Meine kleine Liste  umfaßt inzwischen 18 Namen mit kurzen Angaben zur Verleihungsbegründung.

Hier mal wieder ein neues Update mit den neu hinzugekommenen Angaben:

Flugkapitän Hanna Reitsch
geboren am 29. März 1912 in Hirschberg / Schlesien
verstorben am 24. August 1979 in Frankfurt am Main

EK II am 28. März 1941 (1. Verleihung im WK II)
EK I am 5. November 1942 (1. Verleihung im WK II)

Die Auszeichnungen erfolgten als Anerkennung unter anderem für ihre zahlreiche Testflüge und ihre Verdienste als Flugzeugführerin

weitere Auszeichnungen:
u.a. Flugzeugführer- und Beobachterabzeichen in Gold mit Brillanten


DRK-Schwester Elfriede Wnuk

EK II am 19. September 1942 (2. Verleihung im WK II)

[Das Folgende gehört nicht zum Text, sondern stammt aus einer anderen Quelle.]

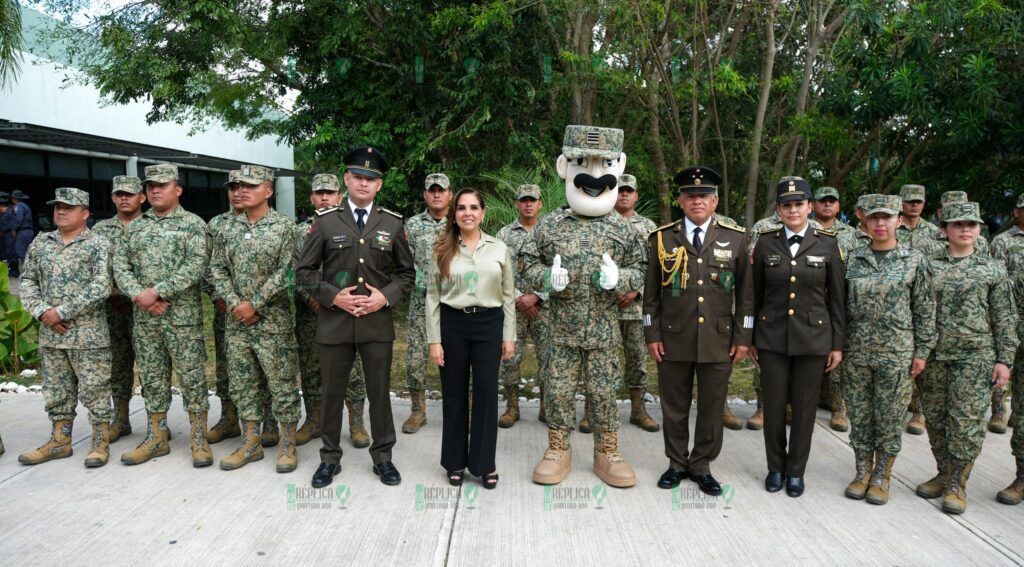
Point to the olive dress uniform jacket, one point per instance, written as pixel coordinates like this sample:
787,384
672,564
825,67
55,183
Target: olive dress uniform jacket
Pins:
800,302
338,255
698,323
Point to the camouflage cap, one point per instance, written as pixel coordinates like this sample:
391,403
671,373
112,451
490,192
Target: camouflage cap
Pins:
527,189
232,178
587,141
326,182
438,179
953,198
70,195
127,184
961,212
888,204
161,173
911,192
825,192
254,175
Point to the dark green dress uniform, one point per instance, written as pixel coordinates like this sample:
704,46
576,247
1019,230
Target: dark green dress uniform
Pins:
800,310
688,306
338,254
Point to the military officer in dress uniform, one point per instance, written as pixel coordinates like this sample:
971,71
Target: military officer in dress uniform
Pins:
357,265
800,307
697,269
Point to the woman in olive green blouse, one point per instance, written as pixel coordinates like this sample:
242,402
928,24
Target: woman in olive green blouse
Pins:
470,329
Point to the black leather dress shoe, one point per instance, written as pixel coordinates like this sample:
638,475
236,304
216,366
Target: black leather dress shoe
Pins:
671,478
389,475
325,474
773,482
794,486
708,484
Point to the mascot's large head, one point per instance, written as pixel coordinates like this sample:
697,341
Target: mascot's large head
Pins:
591,162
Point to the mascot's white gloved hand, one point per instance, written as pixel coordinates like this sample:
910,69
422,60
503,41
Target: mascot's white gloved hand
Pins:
609,272
559,275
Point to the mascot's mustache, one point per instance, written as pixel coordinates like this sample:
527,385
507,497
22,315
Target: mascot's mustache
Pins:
594,186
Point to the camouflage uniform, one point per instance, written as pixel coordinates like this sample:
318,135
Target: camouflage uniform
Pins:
75,277
255,261
169,253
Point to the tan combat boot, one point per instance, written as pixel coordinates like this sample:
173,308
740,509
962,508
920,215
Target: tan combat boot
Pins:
729,420
99,446
997,423
57,447
858,486
155,444
585,422
287,460
355,430
940,482
250,450
954,500
202,455
312,427
121,426
638,412
227,426
557,460
757,421
511,415
609,465
878,489
418,416
1014,493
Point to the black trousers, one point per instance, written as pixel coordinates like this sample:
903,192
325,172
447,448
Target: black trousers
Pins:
471,342
795,381
336,365
675,381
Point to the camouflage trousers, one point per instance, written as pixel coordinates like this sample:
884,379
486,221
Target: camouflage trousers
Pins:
877,395
635,349
122,354
70,375
159,348
536,330
418,349
597,372
253,356
309,369
954,396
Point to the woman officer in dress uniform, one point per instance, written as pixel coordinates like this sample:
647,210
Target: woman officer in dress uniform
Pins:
800,329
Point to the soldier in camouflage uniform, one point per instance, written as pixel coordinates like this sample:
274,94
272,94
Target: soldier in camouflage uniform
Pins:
922,235
530,308
630,316
1008,247
65,280
594,258
160,263
891,332
976,346
252,270
227,426
423,230
326,192
128,199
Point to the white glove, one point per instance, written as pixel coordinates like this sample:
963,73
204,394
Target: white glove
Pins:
609,272
559,275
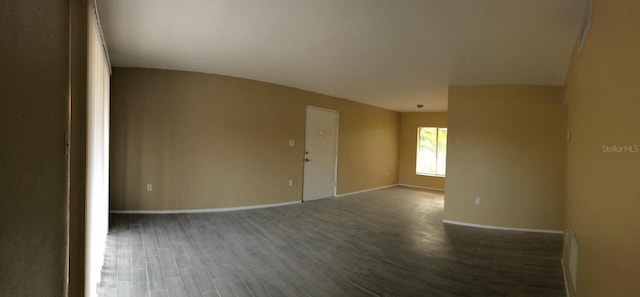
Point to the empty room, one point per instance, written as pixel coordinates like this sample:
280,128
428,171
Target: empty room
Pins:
320,148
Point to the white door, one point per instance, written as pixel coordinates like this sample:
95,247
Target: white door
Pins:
321,152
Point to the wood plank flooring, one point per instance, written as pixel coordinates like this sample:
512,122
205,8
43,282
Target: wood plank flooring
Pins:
389,242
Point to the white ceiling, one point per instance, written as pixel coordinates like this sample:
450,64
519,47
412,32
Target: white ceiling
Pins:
389,53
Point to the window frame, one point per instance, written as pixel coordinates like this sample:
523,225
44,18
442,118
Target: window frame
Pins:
436,149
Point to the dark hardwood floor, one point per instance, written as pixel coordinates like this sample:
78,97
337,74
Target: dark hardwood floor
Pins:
389,242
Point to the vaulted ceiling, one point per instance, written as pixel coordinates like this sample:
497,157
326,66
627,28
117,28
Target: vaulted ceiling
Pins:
393,54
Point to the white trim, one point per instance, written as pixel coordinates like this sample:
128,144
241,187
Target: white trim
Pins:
367,190
419,187
502,228
564,275
203,209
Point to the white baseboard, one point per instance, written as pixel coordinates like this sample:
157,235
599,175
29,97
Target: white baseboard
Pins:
419,187
502,228
367,190
202,210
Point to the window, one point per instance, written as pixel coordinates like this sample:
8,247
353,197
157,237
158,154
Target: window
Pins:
431,158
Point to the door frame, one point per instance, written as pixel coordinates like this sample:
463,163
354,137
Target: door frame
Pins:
335,151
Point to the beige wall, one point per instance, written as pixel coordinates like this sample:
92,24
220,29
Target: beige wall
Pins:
603,192
409,123
506,145
34,54
211,141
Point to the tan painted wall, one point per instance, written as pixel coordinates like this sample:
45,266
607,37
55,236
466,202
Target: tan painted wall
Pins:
211,141
506,145
409,123
78,139
34,54
603,192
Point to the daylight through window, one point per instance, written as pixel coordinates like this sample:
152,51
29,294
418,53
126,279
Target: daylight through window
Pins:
431,158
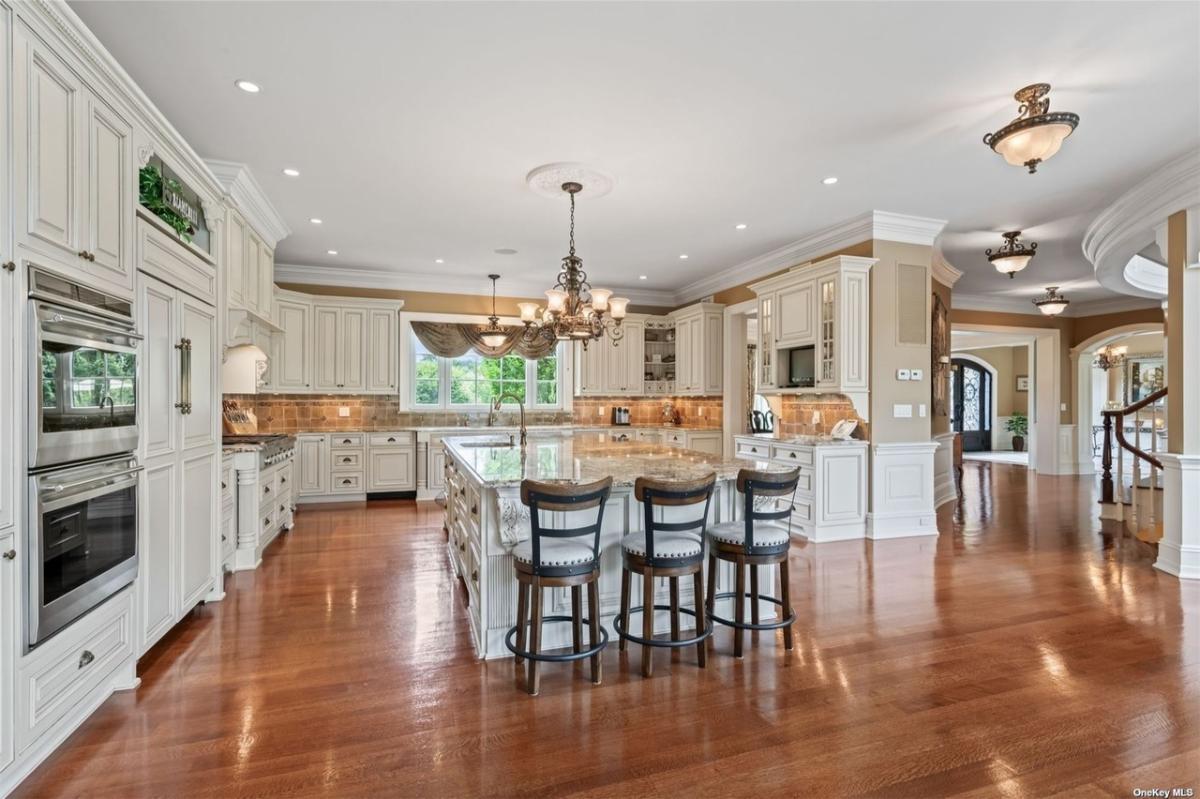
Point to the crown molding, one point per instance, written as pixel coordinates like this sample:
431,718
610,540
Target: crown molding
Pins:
874,224
1129,223
61,22
378,278
945,272
960,301
250,198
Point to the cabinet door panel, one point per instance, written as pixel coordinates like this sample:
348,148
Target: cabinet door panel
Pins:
382,352
51,102
109,192
198,527
325,348
353,349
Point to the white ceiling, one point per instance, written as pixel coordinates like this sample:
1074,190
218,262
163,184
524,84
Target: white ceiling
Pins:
413,125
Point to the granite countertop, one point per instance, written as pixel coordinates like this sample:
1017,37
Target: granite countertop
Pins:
585,457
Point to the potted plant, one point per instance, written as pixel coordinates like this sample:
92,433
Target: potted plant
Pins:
1019,426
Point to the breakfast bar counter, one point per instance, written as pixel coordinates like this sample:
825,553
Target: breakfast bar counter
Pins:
485,520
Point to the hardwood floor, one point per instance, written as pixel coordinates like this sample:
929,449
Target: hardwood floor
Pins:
1027,650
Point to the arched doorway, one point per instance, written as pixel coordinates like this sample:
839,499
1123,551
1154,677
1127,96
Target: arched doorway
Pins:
971,400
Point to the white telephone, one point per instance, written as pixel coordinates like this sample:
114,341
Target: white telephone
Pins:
844,428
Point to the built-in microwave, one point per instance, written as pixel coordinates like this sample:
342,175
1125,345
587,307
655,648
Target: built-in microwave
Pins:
802,367
83,373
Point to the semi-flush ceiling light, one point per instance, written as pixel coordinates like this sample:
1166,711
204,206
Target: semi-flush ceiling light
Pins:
1013,256
493,334
1037,132
1051,302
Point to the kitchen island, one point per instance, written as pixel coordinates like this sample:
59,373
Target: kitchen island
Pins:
485,520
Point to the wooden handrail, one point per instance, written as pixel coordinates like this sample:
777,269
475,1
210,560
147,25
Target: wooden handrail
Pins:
1107,456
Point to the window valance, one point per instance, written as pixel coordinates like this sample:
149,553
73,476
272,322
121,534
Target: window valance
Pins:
453,340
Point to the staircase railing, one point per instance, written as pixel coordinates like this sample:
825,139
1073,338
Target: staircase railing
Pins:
1137,504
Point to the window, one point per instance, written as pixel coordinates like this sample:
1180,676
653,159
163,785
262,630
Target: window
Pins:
473,382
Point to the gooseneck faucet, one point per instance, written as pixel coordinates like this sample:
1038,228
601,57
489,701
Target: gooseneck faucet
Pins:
509,395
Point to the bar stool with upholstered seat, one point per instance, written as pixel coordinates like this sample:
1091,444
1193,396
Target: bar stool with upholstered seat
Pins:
760,538
670,550
558,558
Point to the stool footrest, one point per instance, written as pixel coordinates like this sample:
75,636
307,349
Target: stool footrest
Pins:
556,659
749,625
618,625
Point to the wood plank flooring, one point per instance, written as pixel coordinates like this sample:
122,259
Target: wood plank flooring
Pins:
1029,650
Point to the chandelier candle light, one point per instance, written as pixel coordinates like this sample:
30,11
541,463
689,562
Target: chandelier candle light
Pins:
574,310
1037,132
1013,256
1051,302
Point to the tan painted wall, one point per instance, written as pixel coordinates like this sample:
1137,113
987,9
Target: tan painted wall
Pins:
888,354
1008,362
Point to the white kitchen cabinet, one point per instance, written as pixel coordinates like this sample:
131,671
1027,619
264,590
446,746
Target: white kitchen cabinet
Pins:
312,469
292,349
699,349
178,523
75,156
382,352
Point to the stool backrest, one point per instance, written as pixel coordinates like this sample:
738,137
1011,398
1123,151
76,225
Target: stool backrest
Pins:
568,498
659,493
754,484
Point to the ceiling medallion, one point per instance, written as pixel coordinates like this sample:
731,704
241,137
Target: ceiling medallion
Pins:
1013,256
1037,132
1110,358
574,310
1051,302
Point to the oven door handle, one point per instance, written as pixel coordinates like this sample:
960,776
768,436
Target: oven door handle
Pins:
75,498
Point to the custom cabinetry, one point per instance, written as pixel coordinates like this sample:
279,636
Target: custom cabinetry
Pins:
699,349
831,497
825,306
178,521
75,164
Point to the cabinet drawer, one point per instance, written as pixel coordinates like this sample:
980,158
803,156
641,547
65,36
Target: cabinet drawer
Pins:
753,450
348,482
67,667
347,460
793,455
391,439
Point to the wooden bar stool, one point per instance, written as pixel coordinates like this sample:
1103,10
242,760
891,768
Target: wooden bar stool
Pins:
558,558
670,550
759,539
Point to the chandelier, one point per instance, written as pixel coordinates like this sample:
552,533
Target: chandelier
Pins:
1109,358
1037,132
574,310
1051,302
1013,256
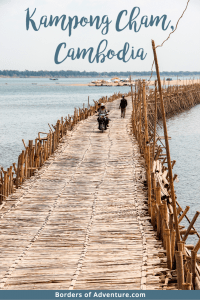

Die Verleihung erfolgte infolge ihres tapferen Verhaltens während eines sowjetischen Fliegerangriffes im rückwärtigen Abschnitt der mittleren Ostfront, bei dem sie ein Bein verlor.

weitere Auszeichnungen:
Verwundetenabzeichen in Silber, Ostmedaille


DRK-Schwester Marga Droste
geboren am 9. April 1915

EK II im September 1942 (3. Verleihung im WK II)

Die Verleihung erfolgte infolge ihres tapferen Verhaltens während eines britischen Luftangriffes auf Wilhelmshaven, bei dem sie verwundete deutsche Soldaten aus einem Marinelazarett unter Einsatz des eigenen Lebens rettete. Dabei erlitt sie selbst Verwundungen.


Flugkapitän Melitta Klara Schenk Gräfin von Stauffenberg
geboren am 9. Januar 1903 in Krotoschin / Posen
gefallen am 8. April 1945 im Raum Straubing

EK II am 22. Januar 1943 (4. Verleihung im WK II)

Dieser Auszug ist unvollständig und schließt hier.